Getting leverage on distribution cost is critical to the sucess of a venture backed company. And a platform can be a very appealing partner in getting that distribution, at the beginning. In most cases, in fact, it is simply too good an opportunity to pass up. The risk to the startup comes later when the platform provider has the option of changing the economics of the relationship. Or when the platform provider integrates external functionality that is too close to the platform.

Amazon, one of several in the platform game, is doing an excellent job signaling that it is truly a platform upon which it wants others to build. AWS appears to be about easiest access, low cost utility computing first, and distribution control a distant second, if at all. That could change, of course, but it is unlikely because it would undermine the core value proposition of AWS as a cloud platform.

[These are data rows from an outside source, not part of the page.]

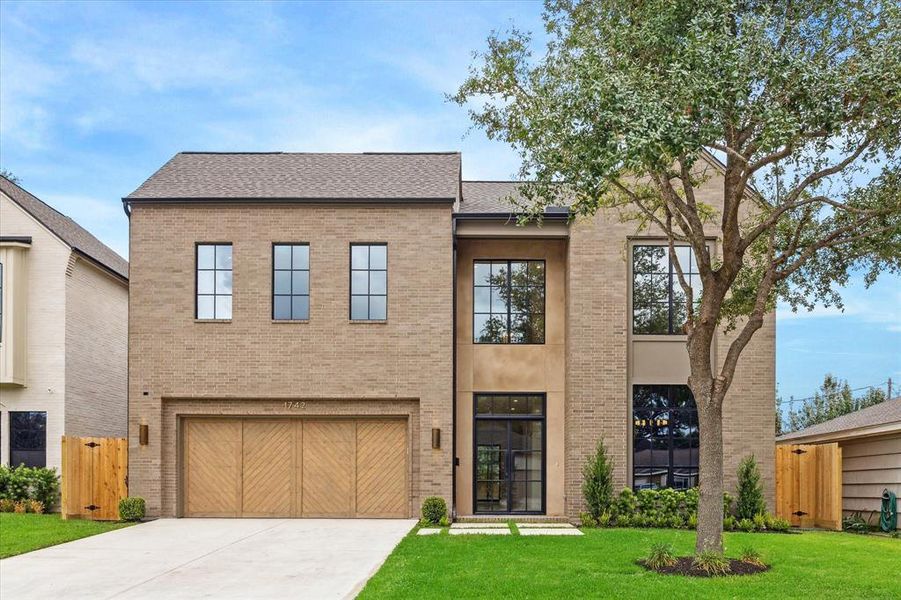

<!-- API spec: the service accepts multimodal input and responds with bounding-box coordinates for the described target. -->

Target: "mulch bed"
[637,556,770,577]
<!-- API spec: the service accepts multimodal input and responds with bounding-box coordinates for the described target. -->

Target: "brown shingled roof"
[0,176,128,279]
[125,152,460,202]
[776,397,901,442]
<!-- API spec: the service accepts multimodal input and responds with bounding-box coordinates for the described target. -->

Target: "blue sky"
[0,1,901,398]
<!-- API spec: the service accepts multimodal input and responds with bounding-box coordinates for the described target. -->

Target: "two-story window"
[195,244,232,319]
[272,244,310,321]
[350,244,388,321]
[632,385,700,489]
[632,245,702,335]
[472,260,545,344]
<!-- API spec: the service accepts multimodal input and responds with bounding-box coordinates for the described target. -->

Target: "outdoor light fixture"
[432,427,441,450]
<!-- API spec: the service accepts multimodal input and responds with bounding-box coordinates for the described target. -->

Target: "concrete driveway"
[0,519,416,600]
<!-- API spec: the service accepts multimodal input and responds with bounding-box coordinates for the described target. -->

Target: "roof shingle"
[125,152,460,201]
[0,176,128,279]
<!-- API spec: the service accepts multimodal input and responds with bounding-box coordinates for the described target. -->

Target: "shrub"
[740,546,766,567]
[738,519,754,533]
[691,551,729,575]
[0,465,59,510]
[579,513,598,529]
[582,439,613,519]
[422,496,447,525]
[119,496,145,521]
[644,542,676,569]
[735,454,766,519]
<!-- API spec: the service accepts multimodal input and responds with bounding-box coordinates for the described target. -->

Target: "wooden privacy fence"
[776,444,842,530]
[61,435,128,521]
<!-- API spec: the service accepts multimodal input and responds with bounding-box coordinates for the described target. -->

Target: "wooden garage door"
[182,418,410,517]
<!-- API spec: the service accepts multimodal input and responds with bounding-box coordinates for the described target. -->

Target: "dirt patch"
[638,556,770,577]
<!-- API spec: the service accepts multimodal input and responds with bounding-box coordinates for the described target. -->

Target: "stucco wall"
[66,258,128,437]
[129,205,453,516]
[0,193,70,469]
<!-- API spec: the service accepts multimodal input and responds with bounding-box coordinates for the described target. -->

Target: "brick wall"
[66,258,128,437]
[128,205,453,516]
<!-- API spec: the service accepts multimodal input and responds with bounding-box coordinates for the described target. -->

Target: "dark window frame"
[471,392,547,515]
[472,258,547,346]
[347,242,389,323]
[194,242,235,321]
[7,410,47,467]
[270,242,312,321]
[630,384,700,490]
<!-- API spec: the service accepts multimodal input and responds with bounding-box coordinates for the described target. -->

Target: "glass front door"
[474,394,545,514]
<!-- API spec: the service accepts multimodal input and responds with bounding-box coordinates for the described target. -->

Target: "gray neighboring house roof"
[123,152,461,204]
[0,176,128,279]
[776,397,901,443]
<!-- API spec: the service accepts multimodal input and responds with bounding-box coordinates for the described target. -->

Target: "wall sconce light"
[432,427,441,450]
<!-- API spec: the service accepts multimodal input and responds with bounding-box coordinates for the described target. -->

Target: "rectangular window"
[472,260,545,344]
[272,244,310,321]
[350,244,388,321]
[632,385,700,490]
[9,411,47,467]
[632,245,703,335]
[473,394,545,514]
[195,244,232,319]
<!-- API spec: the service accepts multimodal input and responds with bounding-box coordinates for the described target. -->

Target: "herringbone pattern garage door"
[183,418,410,517]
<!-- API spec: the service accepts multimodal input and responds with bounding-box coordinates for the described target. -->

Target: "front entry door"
[473,394,545,514]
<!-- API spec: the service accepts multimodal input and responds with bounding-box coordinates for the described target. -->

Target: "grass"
[359,529,901,600]
[0,513,131,558]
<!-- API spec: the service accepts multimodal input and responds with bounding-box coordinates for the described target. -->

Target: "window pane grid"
[473,260,545,344]
[195,244,232,319]
[632,245,702,335]
[350,244,388,321]
[272,244,310,321]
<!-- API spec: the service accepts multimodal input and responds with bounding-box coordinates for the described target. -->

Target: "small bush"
[119,496,145,521]
[582,439,613,519]
[644,542,676,569]
[740,546,766,567]
[738,519,754,533]
[691,551,729,575]
[735,454,766,519]
[422,496,447,525]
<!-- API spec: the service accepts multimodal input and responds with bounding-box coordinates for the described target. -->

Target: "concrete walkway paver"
[0,519,416,600]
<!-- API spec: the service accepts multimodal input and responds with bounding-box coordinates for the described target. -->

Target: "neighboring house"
[776,397,901,520]
[123,153,775,518]
[0,177,128,470]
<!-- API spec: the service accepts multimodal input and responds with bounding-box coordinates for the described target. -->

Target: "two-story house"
[123,153,775,518]
[0,177,128,470]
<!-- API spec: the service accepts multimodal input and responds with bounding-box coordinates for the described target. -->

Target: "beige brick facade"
[129,204,453,516]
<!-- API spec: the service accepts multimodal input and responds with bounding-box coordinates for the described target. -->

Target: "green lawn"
[359,529,901,600]
[0,513,131,558]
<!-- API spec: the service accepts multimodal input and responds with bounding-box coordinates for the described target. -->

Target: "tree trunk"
[695,396,723,554]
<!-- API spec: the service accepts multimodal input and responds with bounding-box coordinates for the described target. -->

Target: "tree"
[735,454,766,519]
[582,439,613,519]
[451,0,901,552]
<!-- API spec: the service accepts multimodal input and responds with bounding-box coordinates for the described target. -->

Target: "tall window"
[196,244,232,319]
[632,385,699,490]
[272,244,310,321]
[350,244,388,321]
[472,260,545,344]
[9,411,47,467]
[632,246,702,334]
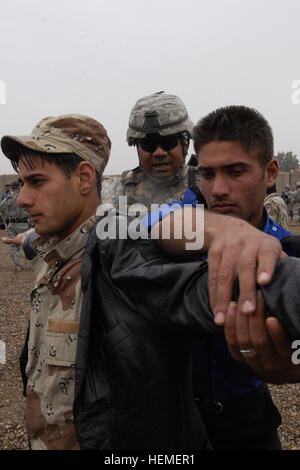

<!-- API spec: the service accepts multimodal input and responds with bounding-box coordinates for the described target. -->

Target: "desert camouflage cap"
[127,92,193,145]
[1,114,111,175]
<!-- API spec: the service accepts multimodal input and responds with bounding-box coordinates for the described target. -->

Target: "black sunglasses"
[137,134,179,153]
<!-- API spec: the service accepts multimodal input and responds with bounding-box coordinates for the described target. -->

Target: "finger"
[249,291,276,365]
[224,302,244,361]
[1,237,14,245]
[234,249,257,316]
[257,237,282,285]
[266,317,292,358]
[236,300,253,349]
[208,244,236,325]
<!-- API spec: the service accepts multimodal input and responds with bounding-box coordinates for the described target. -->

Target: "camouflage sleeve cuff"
[22,229,39,260]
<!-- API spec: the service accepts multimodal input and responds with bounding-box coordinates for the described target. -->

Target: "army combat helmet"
[126,91,193,155]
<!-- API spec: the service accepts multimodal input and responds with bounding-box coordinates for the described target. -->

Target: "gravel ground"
[0,226,300,450]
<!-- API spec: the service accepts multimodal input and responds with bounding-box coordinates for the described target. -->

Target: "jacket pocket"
[45,319,79,367]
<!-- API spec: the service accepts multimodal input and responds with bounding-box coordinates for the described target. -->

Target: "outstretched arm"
[154,207,285,325]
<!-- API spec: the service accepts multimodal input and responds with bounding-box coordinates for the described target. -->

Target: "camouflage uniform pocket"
[45,319,78,367]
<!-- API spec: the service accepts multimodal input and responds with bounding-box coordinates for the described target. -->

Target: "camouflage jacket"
[26,216,96,450]
[264,193,290,229]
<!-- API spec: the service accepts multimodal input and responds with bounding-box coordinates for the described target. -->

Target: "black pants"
[197,384,281,450]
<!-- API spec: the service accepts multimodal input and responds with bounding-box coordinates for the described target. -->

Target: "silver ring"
[240,349,256,357]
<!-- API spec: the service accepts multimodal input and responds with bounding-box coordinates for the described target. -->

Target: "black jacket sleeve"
[105,240,300,340]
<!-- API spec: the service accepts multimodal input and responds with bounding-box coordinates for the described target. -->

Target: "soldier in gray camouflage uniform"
[0,181,30,271]
[264,184,290,230]
[101,92,199,210]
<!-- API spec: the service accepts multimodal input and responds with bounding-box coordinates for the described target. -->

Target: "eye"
[200,171,214,180]
[31,178,44,186]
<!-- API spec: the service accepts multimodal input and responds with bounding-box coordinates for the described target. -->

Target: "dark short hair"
[193,106,274,166]
[11,147,101,196]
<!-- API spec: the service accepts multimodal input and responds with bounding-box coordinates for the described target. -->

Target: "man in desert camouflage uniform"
[281,184,293,218]
[264,184,290,229]
[2,115,111,450]
[293,181,300,223]
[0,181,30,271]
[101,92,199,210]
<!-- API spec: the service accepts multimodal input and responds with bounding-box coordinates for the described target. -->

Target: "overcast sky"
[0,0,300,174]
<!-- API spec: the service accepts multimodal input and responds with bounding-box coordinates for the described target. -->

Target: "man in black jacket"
[1,115,300,450]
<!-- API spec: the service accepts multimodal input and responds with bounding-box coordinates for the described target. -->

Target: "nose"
[152,145,168,158]
[212,175,229,197]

That’s good news for startups and venture investors alike.

Conclusion
It is typically a bad idea to set out to build a platform company from the get-go. That’s because people buy and use products, not platforms. But those companies that are huge do ultimately become platforms. Salesforce.com was a CRM application first. Now Force.com is endeavoring to become a platform. Amazon was a book-seller first, now it’s a platform. Facebook was an application first, now it too is trying to become a platform. What is common across all these platforms and platforms-to be are that they were products first, platforms second. What will be different is the extent to which new application companies come to rely on them for distribution.

As I wrote some time ago, I’d rather have a company that ultimately defines the ecosystem and owns the customer (or user) than a company that is part of the ecosystem. I’m certainly not against investing in companies that are not ultimately platforms — many valuables ones have and will continue to be built. And by the nature of platform success, you’re a product before you’re a platform.

But those that are able to obtain product success and then make the transition to platform have proven time and again to be most valuable.